Loosly joined

find . -name danbri-\*.rdf -exec rapper –count {} \;


rapper: Parsing file ./facebook/danbri-fb.rdf
rapper: Parsing returned 2155 statements
rapper: Parsing file ./orkut/danbri-orkut.rdf
rapper: Parsing returned 848 statements
rapper: Parsing file ./dopplr/danbri-dopplr.rdf
rapper: Parsing returned 346 statements
rapper: Parsing file ./tribe.net/danbri-tribe.rdf
rapper: Parsing returned 71 statements
rapper: Parsing file ./my.opera.com/danbri-opera.rdf
rapper: Parsing returned 123 statements
rapper: Parsing file ./advogato/danbri-advogato.rdf
rapper: Parsing returned 18 statements
rapper: Parsing file ./livejournal/danbri-livejournal.rdf
rapper: Parsing returned 139 statements

I can run little queries against various descriptions of me and my friends, extracted from places in the Web where we hang out.

Since we’re not yet in the shiny OpenID future, I’m matching people only on name (and setting up the myfb: etc prefixes to point to the relevant RDF files). I should probably take more care around xml:lang, to make sure things match.
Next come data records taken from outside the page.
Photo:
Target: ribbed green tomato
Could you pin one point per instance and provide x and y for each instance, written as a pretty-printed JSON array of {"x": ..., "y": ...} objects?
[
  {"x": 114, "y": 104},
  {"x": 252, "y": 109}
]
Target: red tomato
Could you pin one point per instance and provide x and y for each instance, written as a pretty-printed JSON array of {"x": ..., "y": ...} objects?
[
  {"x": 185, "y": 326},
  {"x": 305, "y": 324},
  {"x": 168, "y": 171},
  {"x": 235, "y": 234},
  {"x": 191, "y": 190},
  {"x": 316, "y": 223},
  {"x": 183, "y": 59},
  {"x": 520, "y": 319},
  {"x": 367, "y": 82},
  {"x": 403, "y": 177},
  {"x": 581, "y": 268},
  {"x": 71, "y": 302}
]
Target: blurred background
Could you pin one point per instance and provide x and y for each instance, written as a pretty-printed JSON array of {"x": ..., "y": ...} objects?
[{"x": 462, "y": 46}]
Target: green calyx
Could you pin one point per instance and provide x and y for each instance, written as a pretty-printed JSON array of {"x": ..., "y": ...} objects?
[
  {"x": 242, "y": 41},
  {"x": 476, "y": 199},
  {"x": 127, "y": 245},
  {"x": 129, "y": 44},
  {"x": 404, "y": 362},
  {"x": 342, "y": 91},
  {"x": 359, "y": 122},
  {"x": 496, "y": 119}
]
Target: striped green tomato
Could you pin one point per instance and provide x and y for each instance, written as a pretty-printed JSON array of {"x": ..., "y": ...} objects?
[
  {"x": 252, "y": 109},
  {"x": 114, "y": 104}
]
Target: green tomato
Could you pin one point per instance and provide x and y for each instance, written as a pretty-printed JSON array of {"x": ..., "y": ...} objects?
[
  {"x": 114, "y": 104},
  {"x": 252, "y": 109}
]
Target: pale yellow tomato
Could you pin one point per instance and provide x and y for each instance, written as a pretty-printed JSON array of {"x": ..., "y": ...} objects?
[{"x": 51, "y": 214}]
But this was just a rough test…


SELECT DISTINCT ?n
FROM myfb:
FROM myorkut:
FROM dopplr:
WHERE {
GRAPH myfb: {[ a :Person; :name ?n; :depiction ?img ]}
GRAPH myorkut: {[ a :Person; :name ?n; :mbox_sha1sum ?hash ]}
GRAPH dopplr: {[ a :Person; :name ?n; :img ?i2]}
}

…finds 12 names in common across Facebook, Orkut and Dopplr networks. Between Facebook and Orkut, 46 names. Facebook and Dopplr: 34. Dopplr and Orkut: 17 in common. Haven’t tried the others yet, nor generated RDF for IM and Flickr, which I probably have used more than any of these sites. The Facebook data was exported using the app I described recently; the Orkut data was done via the CSV format dumps they expose (non-mechanisable since they use a CAPCHA), while the Dopplr list was generated with a few lines of Ruby and their draft API: I list as foaf:knows pairs of people who reciprocally share their travel plans. Tribe.net, LiveJournal, my.opera.com and Advogato expose RDF/FOAF directly. Re Orkut, I noticed that they now have the option to flood your GTalk Jabber/XMPP account roster with everyone you know on Orkut. Not sure the wisdom of actually doing so (but I’ll try it), but it is worth noting that this quietly bridges a large ‘social network ing’ site with an open standards-based toolset.

For the record, the names common to my Dopplr, Facebook and Orkut accounts were: Liz Turner, Tom Heath, Rohit Khare, Edd Dumbill, Robin Berjon, Libby Miller, Brian Kelly, Matt Biddulph, Danny Ayers, Jeff Barr, Dave Beckett, Mark Baker. If I keep adding to the query for each other site, presumably the only person in common across all accounts will be …. me.

Who, what, where, when?

A “Who? what? where? when?” of the Semantic Web is taking shape nicely.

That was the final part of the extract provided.